Was a last-minute application from a man claiming to be the illegitimate son of Wieland Wagner a hoax or a sincere bid to take over the direction of the Bayreuth Festival?
On Monday, the board members of the Bayreuth Festival announced that half sisters Katharina Wagner and Eva Wagner-Pasquier would take over the helm of the traditional opera festival, held in honor of their great grandfather.
But a last-minute application to direct the event from a person claiming to be the illegitimate son of Wieland Wagner, who died in 1966, stirred up the much anticipated announcement process. Several of the board members were shocked by the bid.
"It sounded to me like a hoax," said festival board chairman Toni Schmid, commenting on the bizarre application from a person referring to himself as "Richard Bauuer, aged 44."

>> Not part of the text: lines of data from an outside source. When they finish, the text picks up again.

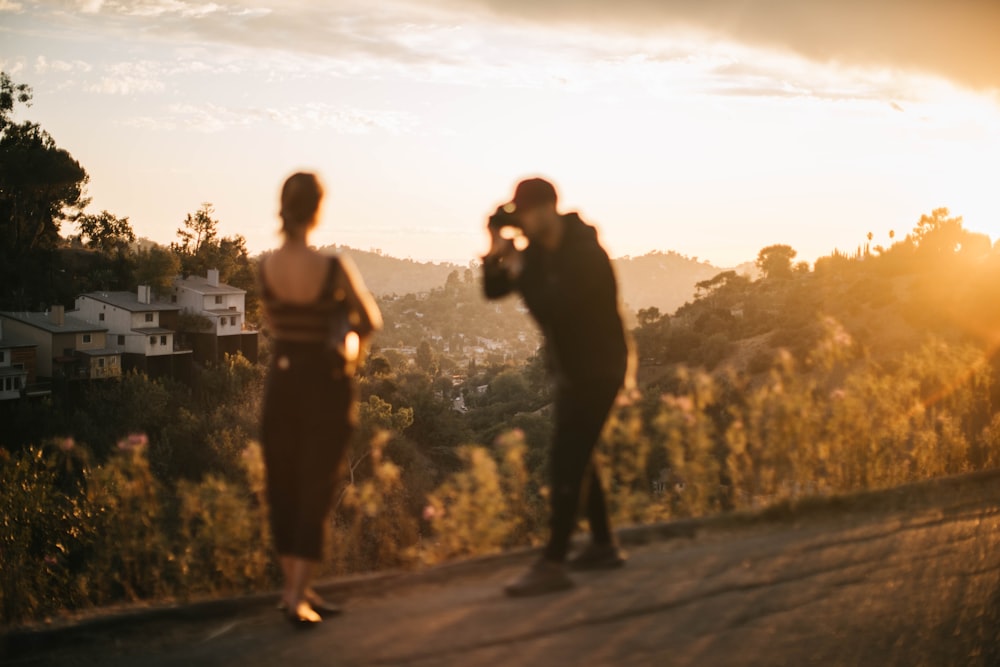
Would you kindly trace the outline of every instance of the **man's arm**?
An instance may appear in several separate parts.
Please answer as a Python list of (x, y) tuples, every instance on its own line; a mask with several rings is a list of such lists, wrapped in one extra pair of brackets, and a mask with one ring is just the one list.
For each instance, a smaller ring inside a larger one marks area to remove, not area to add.
[(499, 299), (517, 287), (523, 268), (523, 257), (514, 242), (500, 236), (499, 229), (490, 229), (490, 251), (483, 256), (483, 291), (487, 299)]

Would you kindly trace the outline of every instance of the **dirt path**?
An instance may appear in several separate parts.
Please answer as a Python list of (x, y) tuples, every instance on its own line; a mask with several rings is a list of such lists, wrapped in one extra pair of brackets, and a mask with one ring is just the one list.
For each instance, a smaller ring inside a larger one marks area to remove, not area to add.
[[(780, 514), (780, 513), (776, 513)], [(638, 530), (628, 566), (510, 600), (533, 556), (404, 575), (295, 631), (270, 605), (134, 623), (11, 665), (998, 665), (1000, 474)], [(197, 615), (195, 615), (197, 616)]]

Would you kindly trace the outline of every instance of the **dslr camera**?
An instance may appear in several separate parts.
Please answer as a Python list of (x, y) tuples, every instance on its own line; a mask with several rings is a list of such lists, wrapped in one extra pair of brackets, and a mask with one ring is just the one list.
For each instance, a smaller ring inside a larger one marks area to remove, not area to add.
[(499, 231), (504, 227), (521, 228), (521, 224), (517, 221), (517, 216), (514, 215), (513, 204), (497, 206), (496, 212), (489, 217), (486, 226), (494, 231)]

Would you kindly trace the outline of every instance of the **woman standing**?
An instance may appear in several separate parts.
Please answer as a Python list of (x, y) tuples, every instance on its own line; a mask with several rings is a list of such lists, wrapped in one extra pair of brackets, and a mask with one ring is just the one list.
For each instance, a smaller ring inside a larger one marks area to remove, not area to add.
[(284, 243), (260, 266), (273, 342), (261, 423), (267, 497), (284, 576), (281, 606), (300, 627), (337, 612), (309, 581), (322, 556), (336, 475), (357, 426), (354, 367), (382, 324), (346, 258), (321, 254), (307, 243), (322, 199), (314, 174), (285, 181)]

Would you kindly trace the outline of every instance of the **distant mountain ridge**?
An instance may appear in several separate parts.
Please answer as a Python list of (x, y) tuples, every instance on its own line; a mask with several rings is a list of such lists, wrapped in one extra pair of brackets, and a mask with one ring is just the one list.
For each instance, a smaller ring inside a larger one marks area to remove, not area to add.
[(673, 250), (653, 251), (640, 257), (619, 257), (613, 263), (625, 309), (635, 312), (653, 307), (663, 314), (673, 313), (692, 300), (695, 285), (723, 271), (736, 271), (751, 277), (757, 272), (753, 262), (720, 268)]
[[(349, 246), (326, 246), (322, 250), (348, 255), (357, 265), (368, 289), (376, 296), (429, 292), (444, 285), (452, 271), (464, 274), (470, 268), (450, 262), (399, 259)], [(672, 250), (653, 251), (640, 257), (619, 257), (613, 263), (622, 302), (629, 311), (655, 307), (661, 313), (672, 313), (694, 298), (695, 285), (703, 280), (726, 270), (749, 275), (756, 272), (752, 262), (731, 269), (720, 268)], [(478, 279), (479, 272), (474, 271)]]
[(381, 252), (358, 250), (349, 246), (324, 246), (323, 252), (347, 255), (354, 261), (365, 285), (375, 296), (420, 294), (441, 287), (452, 271), (462, 273), (465, 266), (450, 262), (417, 262), (399, 259)]

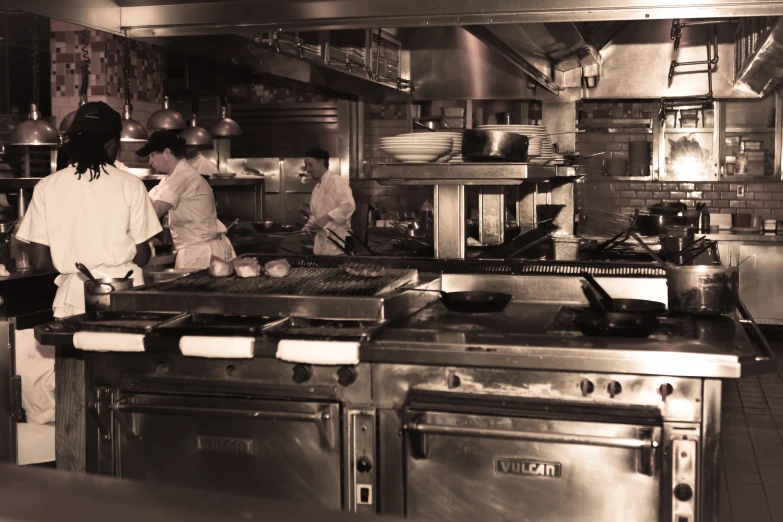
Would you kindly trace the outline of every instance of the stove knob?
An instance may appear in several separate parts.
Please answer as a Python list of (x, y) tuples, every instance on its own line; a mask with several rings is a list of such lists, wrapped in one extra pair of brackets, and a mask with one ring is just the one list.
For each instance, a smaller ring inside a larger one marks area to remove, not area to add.
[(590, 379), (582, 379), (579, 383), (579, 389), (582, 390), (582, 397), (587, 397), (595, 391), (595, 384)]
[(359, 473), (369, 473), (372, 469), (372, 461), (369, 457), (359, 457), (356, 459), (356, 471)]
[(337, 382), (340, 386), (350, 386), (356, 382), (356, 370), (350, 366), (342, 366), (337, 370)]
[(622, 393), (623, 386), (617, 381), (609, 381), (609, 384), (606, 386), (606, 391), (609, 393), (609, 397), (614, 399), (615, 395), (620, 395), (620, 393)]
[(661, 386), (658, 388), (658, 393), (661, 394), (661, 399), (666, 402), (666, 397), (674, 393), (674, 387), (668, 382), (666, 384), (661, 384)]
[(688, 502), (693, 498), (693, 489), (688, 484), (677, 484), (674, 487), (674, 498), (680, 502)]
[(291, 376), (291, 379), (296, 384), (302, 384), (310, 380), (310, 377), (313, 376), (313, 367), (309, 364), (297, 364), (294, 366), (294, 374)]

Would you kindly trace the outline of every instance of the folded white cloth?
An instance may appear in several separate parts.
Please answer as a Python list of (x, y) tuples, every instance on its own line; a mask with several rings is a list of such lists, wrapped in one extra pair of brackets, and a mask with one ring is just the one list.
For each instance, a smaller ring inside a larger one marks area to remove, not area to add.
[(143, 352), (144, 334), (76, 332), (73, 346), (90, 352)]
[(22, 377), (22, 407), (31, 424), (54, 422), (54, 346), (35, 340), (35, 330), (16, 330), (16, 374)]
[(252, 359), (252, 337), (208, 337), (182, 336), (179, 350), (186, 357), (209, 357), (212, 359)]
[(41, 464), (55, 460), (54, 422), (33, 424), (20, 422), (16, 425), (16, 463), (20, 466)]
[(359, 343), (283, 339), (277, 344), (277, 358), (288, 362), (324, 366), (355, 365), (359, 364)]

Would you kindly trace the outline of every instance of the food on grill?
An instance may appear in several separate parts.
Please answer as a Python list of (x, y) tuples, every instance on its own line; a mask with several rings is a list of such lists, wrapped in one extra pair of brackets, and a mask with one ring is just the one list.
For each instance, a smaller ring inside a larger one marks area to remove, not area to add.
[(269, 277), (285, 277), (291, 272), (291, 265), (285, 259), (275, 259), (264, 265), (264, 271)]
[(364, 263), (343, 263), (340, 269), (348, 275), (355, 277), (383, 277), (386, 269), (379, 265)]
[(234, 273), (234, 268), (228, 261), (212, 256), (209, 260), (209, 275), (215, 277), (228, 277)]
[(261, 263), (255, 257), (243, 257), (231, 262), (237, 277), (258, 277), (261, 275)]

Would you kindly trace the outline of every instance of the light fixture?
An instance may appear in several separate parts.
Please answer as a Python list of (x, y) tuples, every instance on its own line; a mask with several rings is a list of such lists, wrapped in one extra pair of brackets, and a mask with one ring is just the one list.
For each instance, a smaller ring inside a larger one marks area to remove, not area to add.
[(190, 117), (190, 127), (179, 133), (179, 137), (185, 140), (185, 145), (191, 147), (213, 147), (212, 136), (203, 127), (196, 123), (196, 113), (198, 112), (198, 95), (193, 94), (193, 108)]
[[(36, 18), (37, 19), (37, 18)], [(29, 119), (23, 121), (11, 132), (9, 145), (17, 146), (59, 146), (60, 134), (49, 122), (39, 119), (38, 112), (38, 25), (33, 23), (33, 101), (30, 103)]]
[(182, 114), (174, 109), (169, 109), (168, 96), (163, 97), (163, 108), (153, 112), (150, 119), (147, 120), (147, 128), (152, 131), (163, 129), (180, 131), (187, 126)]
[(122, 81), (125, 89), (125, 106), (122, 108), (122, 131), (120, 132), (120, 141), (126, 143), (145, 142), (149, 138), (144, 125), (131, 118), (133, 114), (133, 105), (131, 105), (130, 94), (130, 40), (125, 38), (123, 43), (123, 53), (125, 62), (122, 66)]
[(242, 129), (239, 127), (239, 124), (228, 117), (225, 95), (223, 95), (221, 104), (220, 119), (209, 127), (209, 133), (217, 139), (242, 135)]
[[(87, 29), (82, 29), (79, 34), (79, 43), (82, 48), (82, 84), (79, 86), (79, 107), (87, 103), (87, 85), (90, 78), (90, 53), (88, 50), (89, 45), (89, 32)], [(73, 120), (76, 119), (76, 112), (73, 111), (63, 118), (60, 122), (60, 134), (65, 134), (71, 127)]]

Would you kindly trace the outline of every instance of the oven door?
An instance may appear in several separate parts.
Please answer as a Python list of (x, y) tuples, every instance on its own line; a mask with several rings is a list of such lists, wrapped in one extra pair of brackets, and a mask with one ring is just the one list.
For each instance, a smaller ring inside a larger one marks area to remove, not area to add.
[(337, 403), (132, 394), (112, 410), (119, 477), (342, 507)]
[(405, 420), (408, 517), (659, 520), (659, 426), (414, 409)]

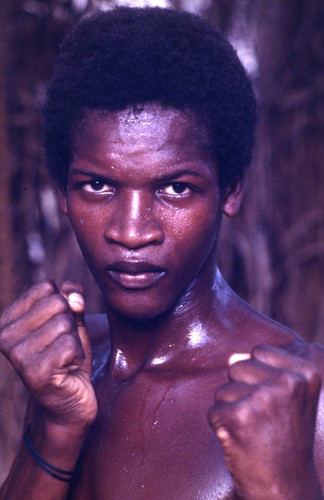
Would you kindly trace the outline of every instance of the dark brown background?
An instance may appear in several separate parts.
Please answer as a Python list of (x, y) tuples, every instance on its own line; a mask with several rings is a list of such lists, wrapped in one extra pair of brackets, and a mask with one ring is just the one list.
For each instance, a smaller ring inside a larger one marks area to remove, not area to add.
[[(41, 107), (64, 33), (85, 11), (114, 3), (121, 2), (0, 2), (0, 312), (45, 276), (82, 281), (88, 312), (101, 309), (44, 169)], [(224, 221), (221, 268), (259, 311), (324, 343), (324, 3), (168, 3), (195, 6), (235, 43), (258, 98), (246, 201), (236, 220)], [(25, 399), (0, 357), (0, 482), (17, 447)]]

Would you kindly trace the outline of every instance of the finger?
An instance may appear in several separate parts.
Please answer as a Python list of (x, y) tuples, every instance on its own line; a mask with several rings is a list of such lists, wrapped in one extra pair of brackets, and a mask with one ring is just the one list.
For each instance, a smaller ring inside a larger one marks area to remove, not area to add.
[(254, 386), (241, 382), (229, 382), (216, 390), (215, 402), (233, 403), (239, 399), (247, 398), (251, 395), (251, 388)]
[(70, 372), (82, 365), (83, 359), (84, 353), (77, 339), (68, 334), (60, 335), (48, 349), (30, 359), (24, 358), (21, 377), (34, 391), (43, 390), (48, 384), (60, 386)]
[(51, 352), (43, 351), (39, 359), (48, 359), (49, 366), (59, 367), (64, 372), (70, 373), (80, 368), (84, 360), (84, 352), (72, 335), (60, 335), (51, 345)]
[(207, 414), (207, 421), (210, 427), (215, 432), (216, 436), (223, 444), (226, 444), (230, 440), (230, 432), (227, 430), (226, 424), (224, 424), (219, 408), (212, 406)]
[(80, 342), (85, 353), (84, 368), (90, 373), (92, 366), (92, 349), (84, 320), (85, 299), (83, 286), (80, 283), (65, 281), (60, 287), (60, 293), (67, 298), (73, 312)]
[(306, 379), (310, 389), (318, 392), (321, 387), (321, 377), (315, 365), (311, 362), (291, 354), (283, 348), (272, 346), (257, 346), (253, 349), (254, 359), (268, 366), (291, 370)]
[[(229, 397), (225, 395), (222, 400), (215, 401), (209, 410), (208, 421), (214, 431), (225, 429), (235, 439), (245, 440), (248, 432), (252, 435), (258, 433), (260, 424), (263, 425), (269, 418), (273, 420), (278, 400), (274, 387), (264, 390), (265, 386), (243, 385), (246, 389), (238, 386), (237, 391), (237, 395), (243, 397), (235, 399), (235, 390), (232, 393), (229, 390)], [(221, 436), (218, 437), (221, 439)]]
[(56, 293), (41, 298), (28, 311), (2, 329), (1, 352), (7, 356), (20, 339), (44, 327), (51, 318), (62, 314), (70, 314), (72, 317), (69, 305), (62, 295)]
[(60, 293), (68, 301), (71, 311), (75, 314), (76, 322), (84, 326), (85, 300), (83, 286), (80, 283), (65, 281), (60, 286)]
[(45, 325), (19, 339), (9, 352), (9, 359), (17, 369), (24, 357), (40, 354), (61, 335), (73, 335), (80, 342), (73, 318), (67, 314), (59, 314), (51, 318)]
[(90, 339), (88, 335), (88, 330), (84, 322), (84, 316), (79, 315), (79, 318), (77, 320), (77, 331), (80, 339), (80, 343), (85, 355), (84, 363), (83, 363), (83, 368), (86, 370), (86, 372), (91, 375), (91, 370), (92, 370), (92, 349), (91, 349), (91, 344), (90, 344)]
[(57, 293), (58, 289), (51, 280), (43, 280), (32, 286), (21, 295), (10, 307), (8, 307), (0, 319), (0, 328), (8, 325), (16, 318), (27, 312), (36, 302), (43, 297)]
[(83, 296), (80, 293), (72, 292), (68, 295), (67, 301), (74, 314), (78, 316), (82, 315), (83, 317), (85, 308), (85, 302)]
[(75, 283), (73, 281), (64, 281), (59, 288), (59, 292), (68, 300), (68, 297), (72, 294), (81, 296), (84, 301), (84, 289), (80, 283)]
[(229, 439), (233, 433), (234, 435), (239, 434), (248, 418), (247, 415), (244, 415), (244, 408), (246, 405), (218, 401), (209, 409), (208, 423), (221, 441)]
[(228, 378), (231, 382), (244, 382), (255, 385), (271, 383), (278, 377), (278, 369), (256, 359), (248, 359), (234, 363), (228, 368)]

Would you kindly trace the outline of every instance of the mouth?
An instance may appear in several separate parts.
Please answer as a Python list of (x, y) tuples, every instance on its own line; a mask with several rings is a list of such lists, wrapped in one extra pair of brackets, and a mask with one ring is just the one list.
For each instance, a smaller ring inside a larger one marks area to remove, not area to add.
[(128, 290), (149, 288), (164, 275), (165, 271), (148, 262), (116, 262), (107, 266), (107, 275), (117, 285)]

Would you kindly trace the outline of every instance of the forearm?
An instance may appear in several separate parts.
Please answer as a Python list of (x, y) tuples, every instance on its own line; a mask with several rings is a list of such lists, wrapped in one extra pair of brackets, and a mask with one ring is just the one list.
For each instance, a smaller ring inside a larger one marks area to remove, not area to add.
[[(75, 470), (85, 435), (84, 430), (55, 425), (31, 427), (31, 438), (37, 452), (54, 467), (66, 471)], [(22, 440), (11, 472), (0, 490), (0, 500), (63, 500), (67, 498), (70, 487), (71, 482), (54, 478), (43, 470)]]
[(239, 487), (235, 488), (236, 495), (240, 500), (324, 500), (323, 490), (315, 468), (312, 468), (305, 475), (301, 474), (295, 480), (287, 481), (286, 484), (273, 484), (270, 488), (254, 485), (249, 492), (246, 491), (246, 494), (242, 492), (238, 494), (239, 490)]
[[(298, 489), (298, 488), (297, 488)], [(291, 496), (292, 500), (303, 500), (305, 498), (309, 500), (324, 500), (324, 493), (321, 488), (321, 483), (316, 471), (315, 466), (312, 467), (310, 474), (302, 479), (302, 484), (299, 489), (299, 496)], [(289, 497), (290, 498), (290, 497)]]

Other members of the board suggested it might have been a contemporary shock-art "happening" designed to grab media attention from the high-brow opera affair.
Michael Hohl, a board member and mayor of Bayreuth where the festival is staged annually, said the application offered neither evidence of Bauer's opera knowledge nor any evidence of his paternity.
"We got the application today. I found it slightly nasty," he added.
Officials and media following the Wagner family said they had never heard of Richard Bauer. Schmid said that if he was genuine, he didn't go about the application process in the right way.
Keeping it in the family
The applicant said his policy was to hand out tickets for free and raise money with a TV series about the Wagner family's turmoil-filled history. Bauer said he would change his surname to "Wagner" if given the job.
On Monday in an email distributed to board members Bauer threatened to exercise a Wagner descendant right of veto over the appointment of the Wagner sisters and to enforce this by court order.
The decision to award the opera post jointly to Katharina and Eva and thereby passing over their cousin and rival Nike Wagner and her business partner Gerard Mortier came after the board began deliberating over the successor to Wolfgang Wagner, who stepped down as director at the end of August after 57 years.
The Bayreuth Festival is always run by a Wagner descendant.